2. RUN WITH THE WOLF (3.48) - The pace drops slightly for this moody, blues medieval laced track. Again Dio is pure magic while Cozy's drums continue to pound your internal organs with every beat of the skins. "There's a hole in the sky, something evils passing by, what's to come when the siren call to go, to Run With The Wolf". The track has an upbeat quality that keeps the dark lyrics from making you too withdrawn into yourself , while Blackmore's throws in a slide solo which defines the word 'moody'. Chills down the spine ever time.... A bit of an odd track to describe but a very strong one again. The outro sees the pace pick up with Blackmore, Powell and Dio getting more worked up, before....

3. STARSTRUCK (4.06) - A bouncing riff opens the track before the groove settles down for the verse - "If I'm high on the hill she would still be looking down on me". The lyrics tell the story of a woman who follows you everywhere you go, not in body but in spirit - "I could fly to the moon but she would still find a way to be there", "The lady's Starstruck, she's nothing but bad luck, coming after me". The solo is quite simplistic and full of melodic charm i.e. perfectly suited. A good track that is perhaps the most upbeat on the album.

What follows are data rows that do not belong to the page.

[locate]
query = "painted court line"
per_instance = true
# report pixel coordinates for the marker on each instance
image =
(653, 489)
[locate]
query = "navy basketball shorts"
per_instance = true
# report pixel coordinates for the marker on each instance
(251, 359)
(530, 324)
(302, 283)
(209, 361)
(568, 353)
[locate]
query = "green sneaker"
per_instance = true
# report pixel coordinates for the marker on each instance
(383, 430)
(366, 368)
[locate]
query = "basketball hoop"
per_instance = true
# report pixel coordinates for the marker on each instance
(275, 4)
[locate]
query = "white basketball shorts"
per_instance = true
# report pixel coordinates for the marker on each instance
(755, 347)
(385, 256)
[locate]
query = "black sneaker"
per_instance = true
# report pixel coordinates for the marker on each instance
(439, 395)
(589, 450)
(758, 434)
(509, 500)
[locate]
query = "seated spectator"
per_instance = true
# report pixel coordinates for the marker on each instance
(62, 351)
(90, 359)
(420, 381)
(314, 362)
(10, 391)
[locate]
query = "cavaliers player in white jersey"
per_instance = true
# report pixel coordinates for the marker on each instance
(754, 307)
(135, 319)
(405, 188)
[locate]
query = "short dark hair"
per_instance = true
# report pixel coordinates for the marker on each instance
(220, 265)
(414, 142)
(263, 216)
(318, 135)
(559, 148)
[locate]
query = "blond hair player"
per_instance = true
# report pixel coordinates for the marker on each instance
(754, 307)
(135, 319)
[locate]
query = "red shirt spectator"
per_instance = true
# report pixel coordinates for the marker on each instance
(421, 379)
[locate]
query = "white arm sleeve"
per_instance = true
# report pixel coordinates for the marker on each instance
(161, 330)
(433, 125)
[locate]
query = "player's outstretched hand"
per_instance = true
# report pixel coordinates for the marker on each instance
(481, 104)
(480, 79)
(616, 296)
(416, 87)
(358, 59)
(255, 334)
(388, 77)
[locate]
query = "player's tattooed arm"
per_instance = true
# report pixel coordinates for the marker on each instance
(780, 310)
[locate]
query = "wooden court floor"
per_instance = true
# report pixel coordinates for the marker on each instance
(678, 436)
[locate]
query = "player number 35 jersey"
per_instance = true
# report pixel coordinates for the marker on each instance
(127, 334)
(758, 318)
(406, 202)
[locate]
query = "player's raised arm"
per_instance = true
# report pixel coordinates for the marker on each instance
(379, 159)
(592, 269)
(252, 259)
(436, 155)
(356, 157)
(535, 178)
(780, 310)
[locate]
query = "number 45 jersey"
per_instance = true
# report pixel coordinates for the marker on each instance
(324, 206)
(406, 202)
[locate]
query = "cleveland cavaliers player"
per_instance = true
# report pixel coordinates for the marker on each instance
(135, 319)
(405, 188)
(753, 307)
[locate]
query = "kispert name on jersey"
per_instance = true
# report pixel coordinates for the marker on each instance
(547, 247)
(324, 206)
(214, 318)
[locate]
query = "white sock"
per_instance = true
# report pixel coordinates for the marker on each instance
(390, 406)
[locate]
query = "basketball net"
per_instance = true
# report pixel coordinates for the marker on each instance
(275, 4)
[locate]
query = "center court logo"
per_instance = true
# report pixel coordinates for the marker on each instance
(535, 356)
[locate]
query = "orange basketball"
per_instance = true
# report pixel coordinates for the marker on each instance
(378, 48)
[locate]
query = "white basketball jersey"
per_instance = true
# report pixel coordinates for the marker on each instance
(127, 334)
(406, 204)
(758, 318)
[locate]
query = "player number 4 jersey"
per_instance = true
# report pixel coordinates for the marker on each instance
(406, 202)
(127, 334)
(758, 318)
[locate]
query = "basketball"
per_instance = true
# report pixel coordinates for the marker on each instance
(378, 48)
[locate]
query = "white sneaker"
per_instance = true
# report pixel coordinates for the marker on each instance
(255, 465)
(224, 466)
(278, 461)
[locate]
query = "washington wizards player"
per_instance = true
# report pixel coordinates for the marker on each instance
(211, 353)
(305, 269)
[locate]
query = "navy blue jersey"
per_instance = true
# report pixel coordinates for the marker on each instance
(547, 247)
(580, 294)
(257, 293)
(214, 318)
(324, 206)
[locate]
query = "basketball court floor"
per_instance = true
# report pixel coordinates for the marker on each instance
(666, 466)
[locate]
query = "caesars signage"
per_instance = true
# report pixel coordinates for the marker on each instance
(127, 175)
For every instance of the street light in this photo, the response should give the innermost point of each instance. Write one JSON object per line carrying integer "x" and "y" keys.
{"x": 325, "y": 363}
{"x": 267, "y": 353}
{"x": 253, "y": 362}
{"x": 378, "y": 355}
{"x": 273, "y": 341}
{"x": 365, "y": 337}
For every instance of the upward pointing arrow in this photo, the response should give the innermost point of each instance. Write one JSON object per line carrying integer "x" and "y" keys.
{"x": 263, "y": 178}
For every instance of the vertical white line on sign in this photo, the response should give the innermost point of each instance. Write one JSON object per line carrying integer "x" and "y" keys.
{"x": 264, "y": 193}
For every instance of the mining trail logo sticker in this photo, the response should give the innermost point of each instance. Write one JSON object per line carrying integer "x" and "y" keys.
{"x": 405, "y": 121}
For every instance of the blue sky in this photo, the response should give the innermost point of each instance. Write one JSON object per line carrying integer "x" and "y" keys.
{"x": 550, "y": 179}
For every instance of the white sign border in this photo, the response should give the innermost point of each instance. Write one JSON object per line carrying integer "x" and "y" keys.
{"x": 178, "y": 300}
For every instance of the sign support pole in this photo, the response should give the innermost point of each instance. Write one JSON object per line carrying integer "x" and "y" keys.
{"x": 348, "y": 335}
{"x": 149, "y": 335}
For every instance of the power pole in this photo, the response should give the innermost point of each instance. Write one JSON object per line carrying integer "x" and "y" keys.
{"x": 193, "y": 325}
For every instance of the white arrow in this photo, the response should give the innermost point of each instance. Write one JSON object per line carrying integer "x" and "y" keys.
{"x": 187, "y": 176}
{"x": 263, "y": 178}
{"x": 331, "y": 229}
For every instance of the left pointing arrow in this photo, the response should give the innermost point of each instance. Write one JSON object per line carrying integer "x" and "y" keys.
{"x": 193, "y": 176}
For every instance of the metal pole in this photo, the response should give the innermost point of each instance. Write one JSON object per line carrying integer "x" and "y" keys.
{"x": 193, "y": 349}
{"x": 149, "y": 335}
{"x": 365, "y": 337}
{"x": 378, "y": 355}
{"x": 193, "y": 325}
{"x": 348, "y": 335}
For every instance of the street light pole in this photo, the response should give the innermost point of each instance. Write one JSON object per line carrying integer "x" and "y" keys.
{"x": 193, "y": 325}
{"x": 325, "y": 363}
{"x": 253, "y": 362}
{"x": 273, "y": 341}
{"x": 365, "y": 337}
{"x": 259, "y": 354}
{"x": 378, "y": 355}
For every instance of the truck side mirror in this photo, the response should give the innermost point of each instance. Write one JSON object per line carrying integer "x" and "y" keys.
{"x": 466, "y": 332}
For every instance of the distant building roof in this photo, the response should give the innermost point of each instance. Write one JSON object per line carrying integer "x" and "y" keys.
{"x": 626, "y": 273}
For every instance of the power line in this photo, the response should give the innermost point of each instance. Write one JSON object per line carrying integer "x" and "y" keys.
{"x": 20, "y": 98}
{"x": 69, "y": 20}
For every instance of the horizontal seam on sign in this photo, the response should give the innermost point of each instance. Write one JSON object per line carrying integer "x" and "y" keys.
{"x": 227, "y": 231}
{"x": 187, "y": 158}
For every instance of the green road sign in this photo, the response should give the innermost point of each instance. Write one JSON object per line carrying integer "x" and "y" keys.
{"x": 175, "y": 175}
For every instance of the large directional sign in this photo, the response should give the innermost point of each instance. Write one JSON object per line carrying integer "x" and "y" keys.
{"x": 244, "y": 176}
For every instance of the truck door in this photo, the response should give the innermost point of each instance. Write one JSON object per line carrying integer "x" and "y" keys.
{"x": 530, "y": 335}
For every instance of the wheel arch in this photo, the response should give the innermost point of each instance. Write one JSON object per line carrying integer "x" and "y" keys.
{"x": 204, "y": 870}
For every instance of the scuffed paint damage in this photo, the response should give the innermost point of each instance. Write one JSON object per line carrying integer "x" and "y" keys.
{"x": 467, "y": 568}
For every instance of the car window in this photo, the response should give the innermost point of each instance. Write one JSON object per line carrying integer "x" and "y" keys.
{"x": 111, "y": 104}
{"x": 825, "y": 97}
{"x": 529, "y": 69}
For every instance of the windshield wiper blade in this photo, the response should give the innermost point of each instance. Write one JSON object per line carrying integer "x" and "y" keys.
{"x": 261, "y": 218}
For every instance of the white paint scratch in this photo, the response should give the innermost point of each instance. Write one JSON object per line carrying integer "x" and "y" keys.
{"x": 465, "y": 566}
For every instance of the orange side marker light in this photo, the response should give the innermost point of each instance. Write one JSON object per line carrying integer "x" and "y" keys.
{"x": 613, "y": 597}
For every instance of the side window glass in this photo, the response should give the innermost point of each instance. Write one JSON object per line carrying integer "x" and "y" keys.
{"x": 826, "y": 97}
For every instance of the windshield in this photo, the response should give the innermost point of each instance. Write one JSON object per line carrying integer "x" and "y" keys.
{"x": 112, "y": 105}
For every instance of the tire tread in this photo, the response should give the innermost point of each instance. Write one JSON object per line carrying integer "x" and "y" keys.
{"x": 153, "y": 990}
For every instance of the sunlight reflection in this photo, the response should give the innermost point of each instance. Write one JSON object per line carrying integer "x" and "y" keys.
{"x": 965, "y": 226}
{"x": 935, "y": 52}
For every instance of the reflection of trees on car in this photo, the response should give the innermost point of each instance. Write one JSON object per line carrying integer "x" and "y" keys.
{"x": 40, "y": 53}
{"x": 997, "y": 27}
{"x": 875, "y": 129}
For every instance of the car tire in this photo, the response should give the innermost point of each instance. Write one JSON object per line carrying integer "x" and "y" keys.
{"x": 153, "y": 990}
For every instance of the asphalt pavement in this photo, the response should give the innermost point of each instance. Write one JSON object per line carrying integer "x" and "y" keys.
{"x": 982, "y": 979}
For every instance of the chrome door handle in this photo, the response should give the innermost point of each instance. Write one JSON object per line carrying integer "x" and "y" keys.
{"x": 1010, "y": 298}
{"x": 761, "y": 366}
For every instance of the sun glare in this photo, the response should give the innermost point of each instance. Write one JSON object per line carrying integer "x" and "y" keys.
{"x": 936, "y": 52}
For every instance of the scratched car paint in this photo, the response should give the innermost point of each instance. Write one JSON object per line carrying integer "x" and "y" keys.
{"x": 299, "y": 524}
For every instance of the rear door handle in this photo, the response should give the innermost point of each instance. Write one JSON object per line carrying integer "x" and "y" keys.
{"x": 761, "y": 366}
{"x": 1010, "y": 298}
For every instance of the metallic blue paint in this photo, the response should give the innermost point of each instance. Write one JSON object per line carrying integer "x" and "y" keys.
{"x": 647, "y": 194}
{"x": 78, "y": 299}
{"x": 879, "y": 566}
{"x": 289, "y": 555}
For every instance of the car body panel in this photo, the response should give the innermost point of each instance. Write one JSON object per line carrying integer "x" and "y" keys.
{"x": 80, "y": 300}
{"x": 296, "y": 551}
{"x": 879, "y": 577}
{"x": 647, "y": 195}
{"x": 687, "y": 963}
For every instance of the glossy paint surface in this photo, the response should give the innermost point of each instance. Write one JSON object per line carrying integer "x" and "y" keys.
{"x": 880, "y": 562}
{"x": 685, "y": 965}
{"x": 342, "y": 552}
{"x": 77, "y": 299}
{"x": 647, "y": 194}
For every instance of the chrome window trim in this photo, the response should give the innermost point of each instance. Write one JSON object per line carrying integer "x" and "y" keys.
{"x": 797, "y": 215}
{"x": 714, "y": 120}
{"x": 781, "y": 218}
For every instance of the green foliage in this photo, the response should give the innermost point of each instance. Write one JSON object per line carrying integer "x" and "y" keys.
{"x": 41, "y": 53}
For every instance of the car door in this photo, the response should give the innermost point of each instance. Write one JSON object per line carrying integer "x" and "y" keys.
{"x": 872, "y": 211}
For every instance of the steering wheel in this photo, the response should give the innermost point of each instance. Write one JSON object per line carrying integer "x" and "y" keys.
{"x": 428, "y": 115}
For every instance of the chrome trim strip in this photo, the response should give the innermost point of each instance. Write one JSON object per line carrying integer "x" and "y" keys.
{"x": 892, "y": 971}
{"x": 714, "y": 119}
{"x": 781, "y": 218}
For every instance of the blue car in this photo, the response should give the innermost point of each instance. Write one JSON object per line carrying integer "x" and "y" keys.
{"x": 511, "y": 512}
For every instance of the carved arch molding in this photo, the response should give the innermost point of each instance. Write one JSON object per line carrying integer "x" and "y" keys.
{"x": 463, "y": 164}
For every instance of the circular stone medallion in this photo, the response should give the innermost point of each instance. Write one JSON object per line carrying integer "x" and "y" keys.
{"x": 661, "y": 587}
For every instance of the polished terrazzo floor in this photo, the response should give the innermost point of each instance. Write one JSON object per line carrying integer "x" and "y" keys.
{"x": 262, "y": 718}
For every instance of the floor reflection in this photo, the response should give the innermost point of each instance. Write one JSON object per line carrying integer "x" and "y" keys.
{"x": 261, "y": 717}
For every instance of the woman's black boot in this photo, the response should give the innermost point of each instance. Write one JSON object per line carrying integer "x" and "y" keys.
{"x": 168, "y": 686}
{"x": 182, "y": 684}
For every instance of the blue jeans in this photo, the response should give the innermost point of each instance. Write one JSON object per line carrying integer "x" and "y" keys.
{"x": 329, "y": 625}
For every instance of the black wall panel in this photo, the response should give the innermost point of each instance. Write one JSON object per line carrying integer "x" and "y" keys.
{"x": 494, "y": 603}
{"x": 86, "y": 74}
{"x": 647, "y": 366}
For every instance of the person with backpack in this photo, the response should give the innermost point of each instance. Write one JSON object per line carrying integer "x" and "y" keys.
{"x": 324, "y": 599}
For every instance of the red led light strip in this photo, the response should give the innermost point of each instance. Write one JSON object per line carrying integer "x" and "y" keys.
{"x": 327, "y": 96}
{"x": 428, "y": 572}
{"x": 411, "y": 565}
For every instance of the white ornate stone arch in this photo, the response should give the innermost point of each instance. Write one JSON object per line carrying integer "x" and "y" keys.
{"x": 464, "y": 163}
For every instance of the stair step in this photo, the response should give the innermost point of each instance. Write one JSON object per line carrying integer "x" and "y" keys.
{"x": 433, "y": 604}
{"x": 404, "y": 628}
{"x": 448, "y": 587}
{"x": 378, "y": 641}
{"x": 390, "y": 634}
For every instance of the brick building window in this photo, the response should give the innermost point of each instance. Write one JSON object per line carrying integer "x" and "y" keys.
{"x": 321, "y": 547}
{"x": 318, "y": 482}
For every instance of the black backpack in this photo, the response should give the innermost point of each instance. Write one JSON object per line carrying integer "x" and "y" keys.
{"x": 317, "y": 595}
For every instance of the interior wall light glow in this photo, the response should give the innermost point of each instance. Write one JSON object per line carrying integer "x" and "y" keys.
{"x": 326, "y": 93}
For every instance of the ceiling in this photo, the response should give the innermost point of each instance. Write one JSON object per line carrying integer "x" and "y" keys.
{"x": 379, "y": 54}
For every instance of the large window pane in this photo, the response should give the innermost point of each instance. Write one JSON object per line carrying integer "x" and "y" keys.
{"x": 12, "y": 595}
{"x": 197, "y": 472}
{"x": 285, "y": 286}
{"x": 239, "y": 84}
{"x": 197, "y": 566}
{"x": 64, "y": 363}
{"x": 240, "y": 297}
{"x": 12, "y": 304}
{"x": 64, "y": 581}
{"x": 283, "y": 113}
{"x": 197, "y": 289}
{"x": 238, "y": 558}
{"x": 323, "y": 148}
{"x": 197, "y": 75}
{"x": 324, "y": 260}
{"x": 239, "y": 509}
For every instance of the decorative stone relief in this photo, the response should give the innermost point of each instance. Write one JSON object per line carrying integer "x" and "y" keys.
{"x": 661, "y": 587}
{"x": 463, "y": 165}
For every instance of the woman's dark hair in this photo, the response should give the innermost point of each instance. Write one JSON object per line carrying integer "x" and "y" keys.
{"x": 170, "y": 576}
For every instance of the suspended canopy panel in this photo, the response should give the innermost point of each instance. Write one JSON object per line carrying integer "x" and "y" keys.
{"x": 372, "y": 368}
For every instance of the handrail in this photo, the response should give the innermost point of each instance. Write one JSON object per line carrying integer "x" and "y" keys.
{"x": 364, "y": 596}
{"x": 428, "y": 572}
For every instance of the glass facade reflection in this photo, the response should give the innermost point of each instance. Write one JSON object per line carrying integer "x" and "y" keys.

4. DO YOU CLOSE YOUR EYES (2.58) - The most straightforward track on the album, the chorus is quite commercial and again features a great vocal performance. The simple riff is reminiscent of Blackmore's work in Deep Purple. Overall its a good track but the weakest on the album.

5. STARGAZER (8.26) - I shouldn't have to really tell you folk about this track I hope?! Quite simple one of the best tracks ever, its all here from the spellbinding riff to the powerhouse vocals, this track is quite simply THE majestic epic. Not once does the track bore, all eight and a half minutes are so magical and captivating that you will not quite believe the power this track has. Everything is perfect - the drums, the bass, the parping keyboards not to mention the solo - which comes searing through your ears on every spin. Dio's vocals soar as expected but even here they manage to sound that bit more magical. Special praise must go to Cozy's drumming which in my view helps make this track what it is - listen to that double bass drum assault, the distinctive snare sound - its sooo good!! The lyrics tell the small story about a wizard, a man who takes people and makes slaves of them. He has them build a huge tower to the sky and the stars - hence the title 'Stargazer'. This track is everything you want in metal and that really sums it up the best stunning.

6. A LIGHT IN THE BLACK (8.12) - Cozy's drumming again opens the track for this pulsating track. This is one of the hardest hitting Rainbow tracks along with 'Kill The King' and 'Death Alley Driver', the riff is relentless and takes no prisoners and many a metal band have used this track as a basis for their own [WASP's 'Arena Of Pleasure' anyone?]. Tony Carey throws in an impressive Moog solo that works well over the intense rhythm before a scalding neo-classical section that sees Carey and Blackmore trading lines. Blackmore's lone solo is full of his distinctive runs and licks all with that great Stratocaster tone again. The production from Martin Birch helps keep the sound cemented together and the speakers grown at the pummeling they receive. A great track from a great album.

This album is one of those very rare things - near perfection from start to finish. None of the tracks disappoint, 'Do You Close Your Eyes' is the weak link personally but this doesn't char the overall impact of this album. 'Rainbow Rising' is a breath of fresh air every time you play it, from the stunning vocals, to the musical interplay, practically everything about this album is so right, even the cover perfectly represents what is inside.

Many of Blackmore's best cuts are here - 'Tarot Woman', 'Stargazer' and 'A Light In The Black' all have that special something that connects your ears to your heart and permanently etches these tracks into your soul. This album is that good, and its down to the fact that no-one overpowers the other. Each member works together to create the sonic powerhouse heard throughout. Only one word can describe this album and that is - ESSENTIAL.